Policing Black Life: Medicalization, Criminalization, and the Public Health of State Violence

AHA Session 46
Thursday, January 8, 2026: 3:30 PM-5:00 PM
Salon 12 (Palmer House Hilton, Third Floor)
Chair:
Pyar Seth, University of Notre Dame

Session Abstract

This session explores the historical intersections of race, medicine, policing, and public health, revealing how state violence against Black communities has been justified, medicalized, and institutionalized. Across different historical moments, state actors—including law enforcement, medical professionals, and public health officials—have leveraged medico-legal frameworks to pathologize Black victims, deflect accountability for police violence, and impose social control under the guise of care. The panelists analyze how these processes unfolded in distinct yet interconnected contexts: through legal procedures that whitewashed police killings, the criminalization of Black respiratory health, and the rise of violence epidemiology as a public health science.

The first paper, "Ending the Cycle: Unjust Inquests and the Laundering of Police Homicides in Black Milwaukee," by Dr. Will Tchakirides, investigates the role of medico-legal procedure in exonerating police officers responsible for the deaths of Black Milwaukeeans during the Black Power era. Rather than prosecuting officers, district attorneys and medical examiners framed police homicides as medical incidents or justified them through forensic testimony, denying Black families justice. Investigations not only obscured police culpability but also functioned as tools to temper Black dissent and contain political insurgencies against state violence. However, Black activists resisted, using legal challenges, protests, and public advocacy to expose these institutional failures and demand accountability.
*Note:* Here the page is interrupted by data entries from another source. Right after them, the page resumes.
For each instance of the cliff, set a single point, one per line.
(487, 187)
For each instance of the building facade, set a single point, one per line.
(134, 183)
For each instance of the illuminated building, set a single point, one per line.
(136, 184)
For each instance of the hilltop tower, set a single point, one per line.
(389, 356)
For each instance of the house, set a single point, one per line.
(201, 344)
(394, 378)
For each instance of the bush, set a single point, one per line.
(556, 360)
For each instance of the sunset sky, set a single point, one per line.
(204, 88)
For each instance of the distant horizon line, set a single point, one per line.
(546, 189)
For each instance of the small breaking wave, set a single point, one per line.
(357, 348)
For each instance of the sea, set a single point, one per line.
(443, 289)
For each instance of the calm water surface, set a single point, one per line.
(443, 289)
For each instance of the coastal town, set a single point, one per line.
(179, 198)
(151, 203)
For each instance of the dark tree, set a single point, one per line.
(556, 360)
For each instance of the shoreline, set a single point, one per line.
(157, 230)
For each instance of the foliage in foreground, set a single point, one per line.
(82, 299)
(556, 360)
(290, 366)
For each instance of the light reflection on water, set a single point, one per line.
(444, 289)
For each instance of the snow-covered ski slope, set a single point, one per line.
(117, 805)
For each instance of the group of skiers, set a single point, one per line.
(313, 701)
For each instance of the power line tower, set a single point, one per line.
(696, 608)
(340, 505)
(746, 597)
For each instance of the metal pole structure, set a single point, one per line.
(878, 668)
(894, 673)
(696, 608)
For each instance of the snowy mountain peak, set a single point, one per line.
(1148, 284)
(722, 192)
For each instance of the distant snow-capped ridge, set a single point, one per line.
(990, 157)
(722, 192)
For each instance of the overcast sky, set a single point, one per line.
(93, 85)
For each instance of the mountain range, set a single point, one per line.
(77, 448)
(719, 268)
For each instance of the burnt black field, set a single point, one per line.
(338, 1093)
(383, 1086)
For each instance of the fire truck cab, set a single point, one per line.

The second paper, "Criminalizing Breath: Asthma, Institutionalization, and the Policing of Black Health," by Dr. Ijeoma Kola, examines how Black breathlessness was medicalized and criminalized in the late twentieth century. As asthma rates in Black urban communities surged, medical professionals reframed the disease as psychosomatic—a manifestation of emotional instability rather than a structural public health crisis. This racialized medical discourse had fatal consequences in carceral settings, where Black prisoners were denied treatment, and in the broader social welfare system, where Black children with asthma were institutionalized in state-run facilities.

The third paper. "Southern Roots: How Youth Violence Became a Public Health Menace," by Ph.D. Candidate Geremy Lowe, explores the foundational role of the Atlanta Missing and Murdered Children cases (1979–1981) in shaping violence epidemiology. The involvement of CDC epidemiologists in analyzing patterns of youth violence marked a turning point in public health, legitimizing the study of violence as a preventable epidemic. However, while violence epidemiology offered a new framework for addressing harm, it also reinforced racialized perceptions of youth violence in Black communities, influencing policies that emphasized surveillance and policing rather than structural solutions.

This session interrogates how medicine and public health have been mobilized to rationalize racialized state violence while highlighting the enduring resistance of Black communities against these injustices. By bringing these histories into conversation, this panel demonstrates the urgent need for historical analysis to inform contemporary racial and health justice struggles.